Didier Huc - Stratégie
De la complexité à la clarté décisionnelle
Réflexion stratégique 7 novembre 2025 Temps de lecture : 7 minutes

IA Washing : quand l'illusion remplace la stratégie

Hier matin, conseil d'administration d'une PME de services. Cinq ans de collaboration, je connais la maison par cœur. Le sujet sur la table ? Remplacer leur CRM qui commence à dater. Techniquement, la bête tient encore la route. Mais côté données ? C'est Verdun après la bataille. Les commerciaux ont transformé l'outil en cahier de brouillon numérique - chacun ses méthodes, chacun sa cuisine, et le plus important on ne se parle pas... évidemment sinon ça serait pas drôle.

Trois prestataires défilent. Une heure chacun. Le pitch ? Du copié-collé avec variantes mineures. "Notre solution dopée à l'IA va révolutionner ton approche client." Vitesse de traitement, analyse prédictive, tableaux de bord temps réel. Le grand jeu.

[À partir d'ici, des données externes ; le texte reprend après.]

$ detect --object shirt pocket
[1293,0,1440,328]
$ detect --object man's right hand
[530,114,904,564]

Pas un seul n'a posé LA question. Celle qui fait mal : "Vos commerciaux, là, ceux qui remplissent les fiches client entre deux cafés et trois coups de fil... comment on va les convaincre de structurer leurs données ?"

Silence dans la salle. C'est ça, l'IA washing version 2025.

Le pitch qu'on te sert avec le café

Les trois solutions ? Du clonage mal déguisé. Même Pauvrepoint, mêmes promesses. "Notre IA analyse les conversations en temps réel." "Extraction automatique des signaux faibles." "Dashboard intelligent auto-adaptatif."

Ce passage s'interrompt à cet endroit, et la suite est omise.